When they send something, it of course prompts the other person to call them back, and then they proceed to have an hour-long conversation. They sit up until midnight chitty-chatting on the phone about this and that. Except instead of whispering about the boys they snuck a kiss and a trip to second base with behind the dugout, they’re gabbing on about their latest Tupperware parties and PartyLite orders.
But it’s the videos that are the most out of control. Sure I’ll admit that it was fun for the first couple of days. I’d shoot a scene of Allison on the swings or throwing rocks at the neighbors’ kids and send it off to Lauren for a quick laugh. But these sisters think they’re Martin Scorcese armed with a cell phone. The thing about it is, it’s really all the same video. Fifteen seconds of one of the kids saying “Hi” to their aunt. “Hi Aunt Lisa” on the slide. Then “Hi Aunt Lisa” in the car. Then “Hi Aunt Lisa” at the grocery store. Then “Hi Aunt Lisa” in no place special except for the fact that she’s is just being really cooperative with the camera this time around.
I’d get mad, but it really is very cute, the two of them. They think it’s the pictures of their kids that are adorable, but really, it’s the two of them who are just so precious. Like little boy-crazy girls with technology. Can’t wait to see our next wireless bill.
April 4th, 2006 — being a grownup, being a kid
I took the girl to the park the other day and while we were there another father showed up with his five-year-old son. The kid was your typically rambunctious boy – loud, excited, lots of energy. He’d brought with him to the park a toy gun. A very realistic looking toy gun. Like the kind that could get you accidentally killed by the police in the wrong situation. I was surprised they made those anymore. Don’t toy guns have to be painted bright green or something now?
I know all about playing guns when you’re a kid. My sister and I used to play a game we called “Spies” which was essentially just hide and seek with guns. And I really hate the way the pansy-girl ex-hippies have tried to ruin good harmless pretend violence. I hate how as soon as a kid uses his finger as a gun and pretends to shoot his friend in school, all of a sudden people freak out, call the principal, put the kid in counseling.
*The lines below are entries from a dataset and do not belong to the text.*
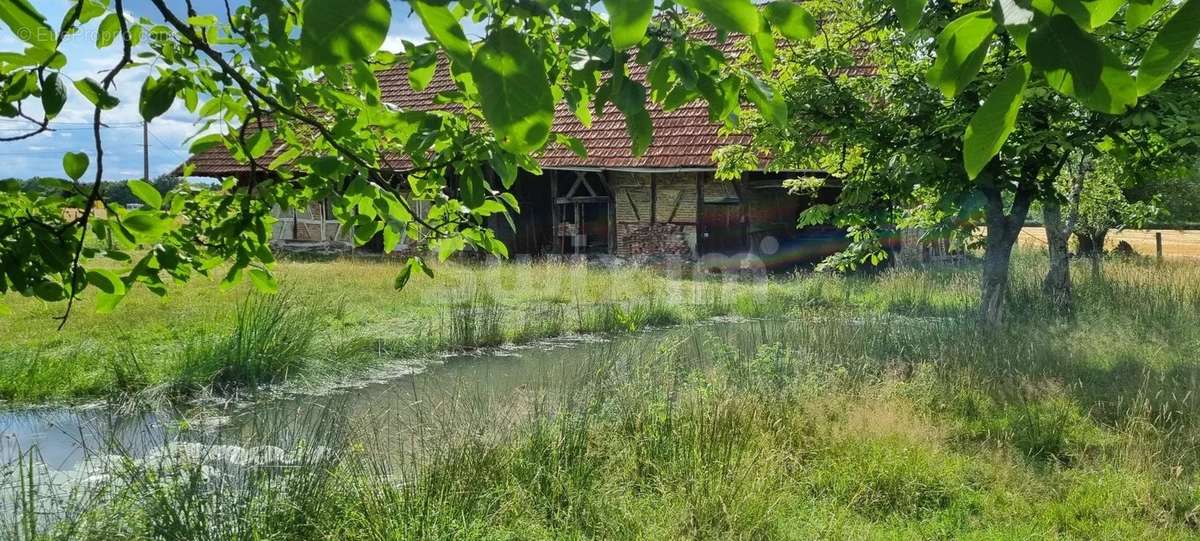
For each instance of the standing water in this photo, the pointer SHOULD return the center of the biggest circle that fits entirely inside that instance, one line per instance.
(481, 394)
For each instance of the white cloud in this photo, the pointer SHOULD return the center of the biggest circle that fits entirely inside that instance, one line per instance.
(42, 154)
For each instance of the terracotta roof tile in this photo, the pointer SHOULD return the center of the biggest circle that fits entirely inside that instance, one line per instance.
(683, 138)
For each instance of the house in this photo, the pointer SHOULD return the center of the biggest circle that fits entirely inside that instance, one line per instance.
(663, 204)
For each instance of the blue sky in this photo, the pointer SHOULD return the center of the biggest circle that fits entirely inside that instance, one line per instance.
(41, 156)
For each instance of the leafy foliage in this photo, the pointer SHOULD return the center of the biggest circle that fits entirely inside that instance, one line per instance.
(291, 89)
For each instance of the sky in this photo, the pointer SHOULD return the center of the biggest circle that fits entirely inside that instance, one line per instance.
(42, 155)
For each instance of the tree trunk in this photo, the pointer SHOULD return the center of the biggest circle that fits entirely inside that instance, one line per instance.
(1056, 284)
(1002, 233)
(1091, 245)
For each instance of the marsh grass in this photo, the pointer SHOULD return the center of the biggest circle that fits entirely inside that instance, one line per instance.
(192, 341)
(271, 337)
(877, 409)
I personally think we’re setting ourselves up for more disaster by NOT allowing kids to get out their aggressions in a playful manor.
But when this kid started pointing his play gun at me and the girl and making loud “POW POW” sounds, I’ll admit, something inside me said, “This is wrong.” And it didn’t stop there. The kid started shouting, “Better watch out or I’ll shoot you. Watch out or I’ll kill you.” Mind you, he was laughing the entire time. There was certainly no malicious intent behind his words. He was just playing. And I KNEW he was just playing. I was even playing back at him, pretending to be hit by a bullet when he shot me. But even so, something rubbed me very wrong about this whole situation. Especially when he ran up to other random kids and started shooting THEM.
Why did I feel that way? Have I allowed the wussy patty-cake movement of the 1990’s to infect me? Or was there something truly unique about this particular situation? Perhaps it’s simply a matter of the fact that I didn’t know this kid. He didn’t know me. He didn’t know the girl. He didn’t know any of the kids he was shooting at. I guess when I was a kid I never pretended to shoot anybody a) who I didn’t know and b) who didn’t know for certain that this was a game and they could shoot me back. We never said, “I just killed you,” to random strangers, even as we said it constantly to each other, to our friends and siblings. Maybe that’s the difference.
Man, I HOPE that’s the difference. Otherwise who knows what other core values I may have gradually turned over to the creampuff bourgeois over the last 15 years?